David Woodhouse <dwmw2@...radead.org> writes:

> Sorry for delayed response.
>
> On Thu, 2024-01-11 at 14:59 +0100, Vitaly Kuznetsov wrote:
>> 
>> +       vm_ioctl(vm, KVM_GET_CLOCK, &kcdata);
>> +       delta = (wc->sec * NSEC_PER_SEC + wc->nsec) - (kcdata.realtime - kcdata.clock);
>
> I think you need to check for KVM_CLOCK_REALTIME in the flags here,
> don't you? It might not always be set.

Good suggestion; while this shouldn't be a common use-case on x86_64, it
is possible when TSC is *not* the clocksource used on the host. I guess
we can just skip the sub-test with a message in this case.

>
> And also, nobody should ever be using KVM_CLOCK_REALTIME as it stands
> at the moment.

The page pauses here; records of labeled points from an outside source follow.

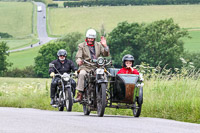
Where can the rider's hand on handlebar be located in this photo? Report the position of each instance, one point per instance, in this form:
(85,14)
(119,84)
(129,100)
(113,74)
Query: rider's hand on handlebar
(75,73)
(52,74)
(80,62)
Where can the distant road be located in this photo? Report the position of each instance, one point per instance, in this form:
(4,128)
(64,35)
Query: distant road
(24,120)
(41,29)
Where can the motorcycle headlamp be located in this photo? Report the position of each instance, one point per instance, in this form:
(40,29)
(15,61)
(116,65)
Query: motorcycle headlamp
(66,77)
(100,61)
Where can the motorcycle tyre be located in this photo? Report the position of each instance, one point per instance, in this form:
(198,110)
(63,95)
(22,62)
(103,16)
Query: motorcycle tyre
(86,110)
(102,105)
(68,101)
(138,103)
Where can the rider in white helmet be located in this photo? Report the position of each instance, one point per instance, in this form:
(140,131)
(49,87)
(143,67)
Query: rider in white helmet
(90,49)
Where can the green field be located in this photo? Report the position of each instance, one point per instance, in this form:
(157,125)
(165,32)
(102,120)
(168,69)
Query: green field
(79,19)
(16,18)
(193,44)
(176,99)
(24,58)
(20,22)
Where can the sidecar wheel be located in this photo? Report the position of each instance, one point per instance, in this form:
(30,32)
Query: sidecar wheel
(86,110)
(101,100)
(68,100)
(138,103)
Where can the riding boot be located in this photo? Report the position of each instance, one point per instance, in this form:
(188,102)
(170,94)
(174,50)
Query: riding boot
(79,97)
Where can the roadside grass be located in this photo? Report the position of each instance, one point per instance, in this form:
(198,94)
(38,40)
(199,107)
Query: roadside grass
(193,44)
(176,99)
(23,58)
(80,18)
(20,21)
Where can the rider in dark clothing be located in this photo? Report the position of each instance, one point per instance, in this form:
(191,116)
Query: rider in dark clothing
(63,65)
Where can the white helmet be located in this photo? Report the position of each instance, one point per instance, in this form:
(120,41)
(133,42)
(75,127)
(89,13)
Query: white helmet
(91,33)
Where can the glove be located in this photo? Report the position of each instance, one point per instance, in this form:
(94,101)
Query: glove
(52,74)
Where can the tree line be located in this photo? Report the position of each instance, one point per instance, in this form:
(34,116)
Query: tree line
(128,2)
(158,43)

It's fundamentally broken because it should always have
> used CLOCK_TAI not CLOCK_REALTIME.
>
> I'm in the process of fixing that up as an incremental ABI change,
> putting the TAI offset into one of the spare pad fields in the
> kvm_clock_data and adding a new KVM_CLOCK_TAI_OFFSET flag.
>
>> +       TEST_ASSERT(llabs(delta) < 100,
>> +                   "Guest's epoch from shinfo %d.%09d differs from KVM_GET_CLOCK %lld.%lld",
>> +                   wc->sec, wc->nsec, (kcdata.realtime - kcdata.clock) / NSEC_PER_SEC,
>> +                   (kcdata.realtime - kcdata.clock) % NSEC_PER_SEC);
>> 
>
>> Replace the check with comparing wall clock data from shinfo to
>> KVM_GET_CLOCK. The later gives both realtime and kvmclock so guest's epoch
>> can be calculated by subtraction. Note, the computed epoch may still differ
>> a few nanoseconds from shinfo as different TSC is used and there are
>> rounding errors but 100 nanoseconds margin should be enough to cover
>> it (famous last words).
>
> Aren't those just bugs? Surely this *should* be cycle-perfect, if the
> host has a stable TSC?
>
> But I suppose this isn't the test case for that. This is just testing
> that the Xen shinfo is doing basically the right thing.
>
> And we're going to need a few more fixes like this WIP before we get
> get to cycle perfection from the horrid mess that is our kvmclock code:
> https://git.infradead.org/?p=users/dwmw2/linux.git;a=commitdiff;h=bc557e5ee4

(Some time ago I was considering suggesting we switch to Hypet-V TSC page
clocksource for Linux guests to avoid fixing the mess :-) It's becoming
less and less relevant as with modern hardware which supports TSC
scaling (and which doesn't support famous TSC bugs like TSC divergence
across sockets :-) passing through raw TSC to guests is becoming more
and more popular.)

Regarding this fix, what's your decree? My intention here is to
basically get rid on xen_shinfo flakyness without reducing test
coverage. I.e. we still want to test that shinfo data is somewhat
sane. Later, when you get your 'cycle perfection' and 'TAI' patches in,
we can always adjust the test accordingly. In case you agree, I can
re-send this with KVM_CLOCK_REALTIME check added.